One reason for the more tepid appetite is that employers have been packing more employees into less space—doing away with private offices and making smaller cubicles. The result is that companies need less space, which overall has led to slower growth in rents, another plus for employers.

In aggregate, though, the office market’s growth is “accelerating,” said Ryan Severino, an economist at Reis. “Unless there’s some kind of random shock, I think it’s more likely we see an acceleration going forward from here,” Mr. Severino said.
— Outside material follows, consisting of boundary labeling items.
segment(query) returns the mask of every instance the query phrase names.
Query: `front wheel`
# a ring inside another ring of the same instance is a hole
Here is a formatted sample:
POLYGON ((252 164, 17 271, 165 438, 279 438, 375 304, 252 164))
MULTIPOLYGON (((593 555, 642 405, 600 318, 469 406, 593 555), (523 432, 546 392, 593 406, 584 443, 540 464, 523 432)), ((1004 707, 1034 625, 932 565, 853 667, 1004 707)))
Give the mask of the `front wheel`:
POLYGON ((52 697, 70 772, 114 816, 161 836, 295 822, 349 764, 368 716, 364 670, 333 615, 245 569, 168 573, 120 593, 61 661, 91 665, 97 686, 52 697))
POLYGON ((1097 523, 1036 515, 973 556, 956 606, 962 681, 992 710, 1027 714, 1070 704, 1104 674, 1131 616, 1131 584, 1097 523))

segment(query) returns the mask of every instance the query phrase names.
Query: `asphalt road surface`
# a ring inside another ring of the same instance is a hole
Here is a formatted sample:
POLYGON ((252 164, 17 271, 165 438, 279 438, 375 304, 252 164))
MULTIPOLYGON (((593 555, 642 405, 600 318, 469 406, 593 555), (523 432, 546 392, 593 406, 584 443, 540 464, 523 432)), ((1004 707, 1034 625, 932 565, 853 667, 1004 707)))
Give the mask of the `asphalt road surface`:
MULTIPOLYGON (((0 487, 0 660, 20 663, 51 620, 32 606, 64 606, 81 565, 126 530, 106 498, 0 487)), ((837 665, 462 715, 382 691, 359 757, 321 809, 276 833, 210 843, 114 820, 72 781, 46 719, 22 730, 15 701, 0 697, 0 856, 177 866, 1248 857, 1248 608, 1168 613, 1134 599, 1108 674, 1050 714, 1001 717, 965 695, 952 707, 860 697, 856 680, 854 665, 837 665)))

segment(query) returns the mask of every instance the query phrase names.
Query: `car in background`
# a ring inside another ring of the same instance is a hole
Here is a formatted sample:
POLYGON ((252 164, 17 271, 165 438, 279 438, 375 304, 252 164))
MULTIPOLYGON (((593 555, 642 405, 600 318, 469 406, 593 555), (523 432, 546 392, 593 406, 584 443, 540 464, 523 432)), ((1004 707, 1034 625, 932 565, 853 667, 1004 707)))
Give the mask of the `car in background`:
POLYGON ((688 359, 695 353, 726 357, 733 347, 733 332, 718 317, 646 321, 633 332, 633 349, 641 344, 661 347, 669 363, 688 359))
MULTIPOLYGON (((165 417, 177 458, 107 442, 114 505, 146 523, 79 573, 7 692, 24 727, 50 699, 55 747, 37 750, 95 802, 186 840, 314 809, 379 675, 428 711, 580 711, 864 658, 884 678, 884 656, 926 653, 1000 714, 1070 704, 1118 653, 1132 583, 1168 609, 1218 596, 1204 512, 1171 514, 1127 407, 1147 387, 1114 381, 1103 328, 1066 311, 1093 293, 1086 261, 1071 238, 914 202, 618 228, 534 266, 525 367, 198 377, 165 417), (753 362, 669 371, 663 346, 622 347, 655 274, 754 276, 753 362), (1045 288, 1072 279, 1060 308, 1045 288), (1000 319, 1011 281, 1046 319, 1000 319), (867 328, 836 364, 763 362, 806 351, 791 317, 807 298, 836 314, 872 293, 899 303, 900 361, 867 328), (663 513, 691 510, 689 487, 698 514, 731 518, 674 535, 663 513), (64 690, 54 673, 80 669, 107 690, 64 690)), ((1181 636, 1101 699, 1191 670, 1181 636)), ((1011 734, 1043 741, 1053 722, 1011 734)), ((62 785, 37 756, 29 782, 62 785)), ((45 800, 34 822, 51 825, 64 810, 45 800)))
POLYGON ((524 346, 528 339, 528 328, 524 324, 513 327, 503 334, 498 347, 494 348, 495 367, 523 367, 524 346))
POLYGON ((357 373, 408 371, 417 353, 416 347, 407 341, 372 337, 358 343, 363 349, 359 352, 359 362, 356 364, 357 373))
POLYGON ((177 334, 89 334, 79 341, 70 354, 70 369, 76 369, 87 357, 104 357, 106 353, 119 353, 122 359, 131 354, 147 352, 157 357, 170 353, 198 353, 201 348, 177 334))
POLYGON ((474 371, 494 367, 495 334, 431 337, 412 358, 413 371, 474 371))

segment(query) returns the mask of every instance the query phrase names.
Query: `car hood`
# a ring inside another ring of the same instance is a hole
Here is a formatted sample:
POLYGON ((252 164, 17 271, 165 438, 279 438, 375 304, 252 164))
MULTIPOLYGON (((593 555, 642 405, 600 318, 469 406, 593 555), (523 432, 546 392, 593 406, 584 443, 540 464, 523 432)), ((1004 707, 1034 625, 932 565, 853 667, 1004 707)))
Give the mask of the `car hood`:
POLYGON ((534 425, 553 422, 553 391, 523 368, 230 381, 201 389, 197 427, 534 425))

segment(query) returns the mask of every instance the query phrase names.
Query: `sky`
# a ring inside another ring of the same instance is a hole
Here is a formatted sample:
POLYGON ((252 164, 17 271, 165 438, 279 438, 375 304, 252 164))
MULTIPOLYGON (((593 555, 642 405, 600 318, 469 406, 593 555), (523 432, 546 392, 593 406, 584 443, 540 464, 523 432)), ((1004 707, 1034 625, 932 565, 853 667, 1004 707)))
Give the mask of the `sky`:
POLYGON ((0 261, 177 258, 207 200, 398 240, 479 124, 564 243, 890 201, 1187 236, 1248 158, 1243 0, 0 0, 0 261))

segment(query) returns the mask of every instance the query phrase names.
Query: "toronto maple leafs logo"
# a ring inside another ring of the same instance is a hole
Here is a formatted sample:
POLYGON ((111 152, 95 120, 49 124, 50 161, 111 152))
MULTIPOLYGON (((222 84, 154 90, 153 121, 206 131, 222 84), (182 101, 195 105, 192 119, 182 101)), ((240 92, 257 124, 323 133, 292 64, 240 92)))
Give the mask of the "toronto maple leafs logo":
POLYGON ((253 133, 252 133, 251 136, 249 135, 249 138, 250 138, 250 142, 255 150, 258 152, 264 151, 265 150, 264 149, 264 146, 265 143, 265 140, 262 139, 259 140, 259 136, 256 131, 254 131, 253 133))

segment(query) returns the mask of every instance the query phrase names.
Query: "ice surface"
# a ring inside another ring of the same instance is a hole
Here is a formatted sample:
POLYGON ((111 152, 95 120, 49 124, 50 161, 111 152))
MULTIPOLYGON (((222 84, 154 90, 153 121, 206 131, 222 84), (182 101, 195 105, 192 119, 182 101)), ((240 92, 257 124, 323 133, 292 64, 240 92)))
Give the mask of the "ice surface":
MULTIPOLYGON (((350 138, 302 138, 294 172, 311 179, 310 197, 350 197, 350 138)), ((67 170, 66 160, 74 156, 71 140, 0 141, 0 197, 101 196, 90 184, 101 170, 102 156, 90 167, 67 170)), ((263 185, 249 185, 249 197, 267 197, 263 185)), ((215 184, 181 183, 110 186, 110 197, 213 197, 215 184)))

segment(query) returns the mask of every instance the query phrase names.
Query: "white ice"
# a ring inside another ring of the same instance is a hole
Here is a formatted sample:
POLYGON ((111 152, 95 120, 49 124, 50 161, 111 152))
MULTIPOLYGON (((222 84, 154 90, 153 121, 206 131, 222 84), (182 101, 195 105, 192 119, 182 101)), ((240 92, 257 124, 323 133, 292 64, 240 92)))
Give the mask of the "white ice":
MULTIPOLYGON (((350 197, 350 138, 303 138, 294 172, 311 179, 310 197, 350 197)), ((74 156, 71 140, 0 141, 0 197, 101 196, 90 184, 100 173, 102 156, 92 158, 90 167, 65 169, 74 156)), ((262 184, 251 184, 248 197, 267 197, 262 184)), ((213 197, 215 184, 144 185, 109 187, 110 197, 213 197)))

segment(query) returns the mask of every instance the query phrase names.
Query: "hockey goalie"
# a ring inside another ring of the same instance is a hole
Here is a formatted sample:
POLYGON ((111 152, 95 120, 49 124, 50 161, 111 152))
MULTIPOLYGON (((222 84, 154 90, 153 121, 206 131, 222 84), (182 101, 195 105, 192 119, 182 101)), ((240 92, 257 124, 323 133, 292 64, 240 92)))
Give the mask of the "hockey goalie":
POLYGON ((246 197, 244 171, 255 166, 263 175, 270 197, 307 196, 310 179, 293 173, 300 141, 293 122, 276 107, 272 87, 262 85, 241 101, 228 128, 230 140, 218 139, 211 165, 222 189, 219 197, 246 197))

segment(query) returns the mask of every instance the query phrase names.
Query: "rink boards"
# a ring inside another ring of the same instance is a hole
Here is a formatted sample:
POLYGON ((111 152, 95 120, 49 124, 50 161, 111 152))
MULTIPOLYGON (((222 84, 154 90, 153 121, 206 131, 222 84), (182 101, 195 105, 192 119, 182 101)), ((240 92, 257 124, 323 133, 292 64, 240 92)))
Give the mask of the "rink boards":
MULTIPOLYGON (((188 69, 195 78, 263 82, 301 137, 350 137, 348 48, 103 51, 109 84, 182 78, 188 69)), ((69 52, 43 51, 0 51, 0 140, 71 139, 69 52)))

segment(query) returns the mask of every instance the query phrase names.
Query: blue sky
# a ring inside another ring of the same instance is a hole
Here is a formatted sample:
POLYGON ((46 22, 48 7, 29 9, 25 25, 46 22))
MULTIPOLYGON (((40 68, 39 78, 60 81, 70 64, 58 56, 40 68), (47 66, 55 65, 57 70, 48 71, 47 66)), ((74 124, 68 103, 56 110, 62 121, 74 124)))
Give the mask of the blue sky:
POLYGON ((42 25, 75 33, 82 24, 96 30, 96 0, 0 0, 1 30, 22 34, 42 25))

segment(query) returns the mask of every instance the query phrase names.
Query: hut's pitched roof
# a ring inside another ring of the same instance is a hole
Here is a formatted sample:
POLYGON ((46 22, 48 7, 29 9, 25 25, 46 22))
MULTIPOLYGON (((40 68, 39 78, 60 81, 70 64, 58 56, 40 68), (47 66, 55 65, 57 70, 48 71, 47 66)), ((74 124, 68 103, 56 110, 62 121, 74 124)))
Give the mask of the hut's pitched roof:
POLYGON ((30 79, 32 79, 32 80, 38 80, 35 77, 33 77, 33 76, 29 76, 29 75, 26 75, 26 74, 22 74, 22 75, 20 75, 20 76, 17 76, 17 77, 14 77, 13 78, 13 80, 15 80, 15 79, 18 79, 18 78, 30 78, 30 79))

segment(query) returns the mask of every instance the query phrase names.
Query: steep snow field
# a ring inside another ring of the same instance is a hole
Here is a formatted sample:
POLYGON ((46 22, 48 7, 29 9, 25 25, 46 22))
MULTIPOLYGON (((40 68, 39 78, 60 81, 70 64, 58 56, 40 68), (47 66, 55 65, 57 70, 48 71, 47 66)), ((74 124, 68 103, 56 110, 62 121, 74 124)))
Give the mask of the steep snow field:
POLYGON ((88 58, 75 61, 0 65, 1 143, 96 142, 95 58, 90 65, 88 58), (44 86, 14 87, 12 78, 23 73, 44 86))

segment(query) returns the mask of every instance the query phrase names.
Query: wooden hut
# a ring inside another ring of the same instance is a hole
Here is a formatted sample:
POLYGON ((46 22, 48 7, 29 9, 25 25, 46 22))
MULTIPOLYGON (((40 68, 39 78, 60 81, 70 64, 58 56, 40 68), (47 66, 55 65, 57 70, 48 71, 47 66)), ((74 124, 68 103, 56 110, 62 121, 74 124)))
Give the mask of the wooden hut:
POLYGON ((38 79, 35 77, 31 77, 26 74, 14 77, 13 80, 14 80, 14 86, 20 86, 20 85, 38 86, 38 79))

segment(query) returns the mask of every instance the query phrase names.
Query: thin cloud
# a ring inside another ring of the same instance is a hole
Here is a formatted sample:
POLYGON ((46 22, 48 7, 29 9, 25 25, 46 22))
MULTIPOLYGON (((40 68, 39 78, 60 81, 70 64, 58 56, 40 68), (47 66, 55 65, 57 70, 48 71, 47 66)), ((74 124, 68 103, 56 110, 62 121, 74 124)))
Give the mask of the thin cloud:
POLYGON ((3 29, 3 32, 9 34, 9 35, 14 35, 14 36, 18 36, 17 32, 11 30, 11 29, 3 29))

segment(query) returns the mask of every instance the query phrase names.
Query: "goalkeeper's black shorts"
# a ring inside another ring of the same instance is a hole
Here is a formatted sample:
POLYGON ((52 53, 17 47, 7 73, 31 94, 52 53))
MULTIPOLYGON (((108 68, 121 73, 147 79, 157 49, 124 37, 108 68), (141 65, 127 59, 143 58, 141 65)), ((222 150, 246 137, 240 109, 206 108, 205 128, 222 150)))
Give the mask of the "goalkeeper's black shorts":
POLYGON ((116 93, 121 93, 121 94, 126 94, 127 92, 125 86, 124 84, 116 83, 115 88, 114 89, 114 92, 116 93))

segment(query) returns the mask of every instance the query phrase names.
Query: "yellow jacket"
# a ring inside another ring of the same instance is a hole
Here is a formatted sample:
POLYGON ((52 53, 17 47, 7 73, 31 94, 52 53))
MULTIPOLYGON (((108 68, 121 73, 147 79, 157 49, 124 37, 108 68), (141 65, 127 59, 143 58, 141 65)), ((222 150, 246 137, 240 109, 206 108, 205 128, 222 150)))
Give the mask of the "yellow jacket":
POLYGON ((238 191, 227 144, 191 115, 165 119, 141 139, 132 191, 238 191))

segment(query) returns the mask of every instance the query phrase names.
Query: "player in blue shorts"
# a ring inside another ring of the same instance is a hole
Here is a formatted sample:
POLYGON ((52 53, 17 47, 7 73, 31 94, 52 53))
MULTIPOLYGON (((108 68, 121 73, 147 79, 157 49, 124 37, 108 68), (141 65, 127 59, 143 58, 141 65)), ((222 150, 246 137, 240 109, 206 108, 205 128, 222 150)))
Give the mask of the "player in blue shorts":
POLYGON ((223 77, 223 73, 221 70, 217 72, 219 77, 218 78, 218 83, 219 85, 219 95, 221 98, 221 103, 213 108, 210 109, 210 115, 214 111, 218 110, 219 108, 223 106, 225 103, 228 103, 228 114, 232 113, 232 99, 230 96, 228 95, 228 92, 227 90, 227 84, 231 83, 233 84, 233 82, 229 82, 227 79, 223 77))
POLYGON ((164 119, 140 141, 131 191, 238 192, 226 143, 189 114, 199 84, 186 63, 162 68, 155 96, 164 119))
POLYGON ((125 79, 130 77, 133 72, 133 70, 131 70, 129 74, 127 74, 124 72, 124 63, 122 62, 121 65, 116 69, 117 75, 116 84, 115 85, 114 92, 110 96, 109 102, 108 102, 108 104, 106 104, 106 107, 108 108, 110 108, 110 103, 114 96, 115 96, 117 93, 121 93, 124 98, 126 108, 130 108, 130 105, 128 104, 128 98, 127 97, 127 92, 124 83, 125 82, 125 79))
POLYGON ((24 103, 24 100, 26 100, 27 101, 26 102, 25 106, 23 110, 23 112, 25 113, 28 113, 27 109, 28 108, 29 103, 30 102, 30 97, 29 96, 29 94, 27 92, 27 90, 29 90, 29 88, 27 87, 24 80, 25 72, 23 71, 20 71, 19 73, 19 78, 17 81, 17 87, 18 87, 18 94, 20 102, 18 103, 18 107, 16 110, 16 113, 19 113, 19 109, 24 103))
Leading the growth were markets throughout the West Coast, with the Bay Area accounting for the top three markets Reis tracked in the data. Rents in the East Bay, for instance, grew 6.9% from a year earlier, the most in the country, according to Reis.

Orange County and Los Angeles both saw rent growth of 5.1% and 4.8%, respectively, followed by Seattle with 4.8%.

Seattle’s office market has seen explosive demand lately from the technology sector, particularly Amazon.com Inc. and Google Inc., both of which are rapidly growing in new buildings.

But technology isn’t the only growing segment of the local economy. Last week developer Wright Runstad announced it struck a preliminary deal with outdoor gear retailer REI to build a new, larger, headquarters in Bellevue, a dense suburb to the east of Seattle.

“We’ve got a very healthy market dynamic,” said Greg Johnson, Wright Runstad’s president. “I don’t know of anyone who’s shrinking.”